Are Hayek’s and Minsky’s explanations for economic downturns (Past as Prologue 22-3)
competing or complementary? If they are in some way complementary, does this imply that
Hayek and Minsky agree on how best to prevent or correct recession? Explain.
According to Friedrich Hayek, the explanation for economic downturns is due to the culmination
of the simultaneous and erroneous errors of entrepreneurs in the same direction that lead to
economic losses across the economy. Hayek suggests a plausible reason for these simultaneous
mistakes: excessively low interest rate set by the central bank wrongfully encourage businesses
to overinvest in capital goods. This premature economic “boom” in results in excess productive
capacity, making the economy susceptible to a “bust” when production slows.
According to Hyman Minsky, the explanation for economic downturns is due to financial
instability caused by “speculative bubbles” in business cycle fluctuations. These business cycle
fluctuations are caused by an opposing mix of borrowers. During prosperous times, capitalist
economies shift from a predominantly hedge financed economy to one in which there is a greater
population of speculative and Ponzi borrowers. This excess of speculative and Ponzi borrowers
results in an economy characterized by investors that are overburdened by debt and forced to sell
assets to repay loans, causing a drop in asset prices.
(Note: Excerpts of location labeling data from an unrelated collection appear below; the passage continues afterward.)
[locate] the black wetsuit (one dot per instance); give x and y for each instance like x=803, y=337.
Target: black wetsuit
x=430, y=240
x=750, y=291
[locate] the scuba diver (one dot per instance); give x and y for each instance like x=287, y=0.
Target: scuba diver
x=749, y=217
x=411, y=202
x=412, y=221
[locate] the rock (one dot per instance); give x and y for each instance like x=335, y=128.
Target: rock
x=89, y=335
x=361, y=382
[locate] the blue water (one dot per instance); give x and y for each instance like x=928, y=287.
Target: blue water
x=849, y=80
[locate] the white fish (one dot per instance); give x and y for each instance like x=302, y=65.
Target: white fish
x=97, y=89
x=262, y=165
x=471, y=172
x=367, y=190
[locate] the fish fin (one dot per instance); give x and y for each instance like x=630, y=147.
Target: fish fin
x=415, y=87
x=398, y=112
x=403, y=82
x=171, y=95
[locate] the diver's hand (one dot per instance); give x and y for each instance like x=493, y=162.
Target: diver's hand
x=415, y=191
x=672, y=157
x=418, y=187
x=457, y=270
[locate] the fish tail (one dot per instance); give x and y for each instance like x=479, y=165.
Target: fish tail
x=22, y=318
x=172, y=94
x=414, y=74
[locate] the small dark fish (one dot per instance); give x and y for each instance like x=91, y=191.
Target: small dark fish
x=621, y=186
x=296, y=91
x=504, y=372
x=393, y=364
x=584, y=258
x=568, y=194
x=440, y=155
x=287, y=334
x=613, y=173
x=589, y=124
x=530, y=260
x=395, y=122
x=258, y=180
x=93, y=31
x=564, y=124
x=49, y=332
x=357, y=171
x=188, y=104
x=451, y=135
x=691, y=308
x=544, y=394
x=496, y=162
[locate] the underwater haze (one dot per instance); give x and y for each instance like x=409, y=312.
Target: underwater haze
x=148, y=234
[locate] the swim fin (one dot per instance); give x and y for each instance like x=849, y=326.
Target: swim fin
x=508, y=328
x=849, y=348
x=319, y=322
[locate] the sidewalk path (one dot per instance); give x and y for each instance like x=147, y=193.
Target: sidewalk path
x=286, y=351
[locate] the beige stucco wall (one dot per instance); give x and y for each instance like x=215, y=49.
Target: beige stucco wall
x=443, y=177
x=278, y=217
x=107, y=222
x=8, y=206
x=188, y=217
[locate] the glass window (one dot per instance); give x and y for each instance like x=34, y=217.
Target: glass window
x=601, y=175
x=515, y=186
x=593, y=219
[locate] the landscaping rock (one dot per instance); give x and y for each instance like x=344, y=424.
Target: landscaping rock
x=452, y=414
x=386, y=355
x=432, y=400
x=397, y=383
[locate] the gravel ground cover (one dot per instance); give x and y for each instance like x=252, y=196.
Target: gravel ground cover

This swift decline in asset price force more
Ponzi borrowers to withdraw their investments, generating a financial system lacking liquidity.
Thus, it can be stated that these explanations for economic downturn are not entirely competing,
but rather complementary. Both Hayek and Minsky proposed that the failure of firms and other
price setters to coordinate was one of the primary reasons for business cycle crises. There is a
mismatch between those investors that plan to sell future output for enough revenue to repay the
debts incurred during financial projects and consumers that plan to buy future output at such
prices. Both also suggest that the commercial/private banking system, independent of the central
banking system, can play a major role in amplifying economic instability. However, for Hayek,
there is a larger emphasis on the role played by the central bank and the role that it plays in
exogenous money injections into the economy. For Minsky, the commercial bank plays a larger
role. Additionally, the two economists do not agree on the best ways to prevent and correct
recessions. According to Hayek, the best way to prevent an economic recession is through
neutral monetary growth in which the money supply changes to facilitate trade but this not result
in a change in price and the best way to correct a recession would be to avoid expansionary
money and fiscal policies that promote the misallocation of money during times of economic
boom (like the easy money policy and credit expansion). In contrast, Minsky would proposed to
prevent an economic recession, during times of economic prosperity, commercial bank lenders
should substantially limit the amount of loans given to those individuals that have the financial
means of covering the principle and interest payments (to avoid loan defaults). The best way to
remedy said recession would be to remove those speculator and Ponzi investors so that the hedge
borrowers would be able to stabilize levels of consumption and investment.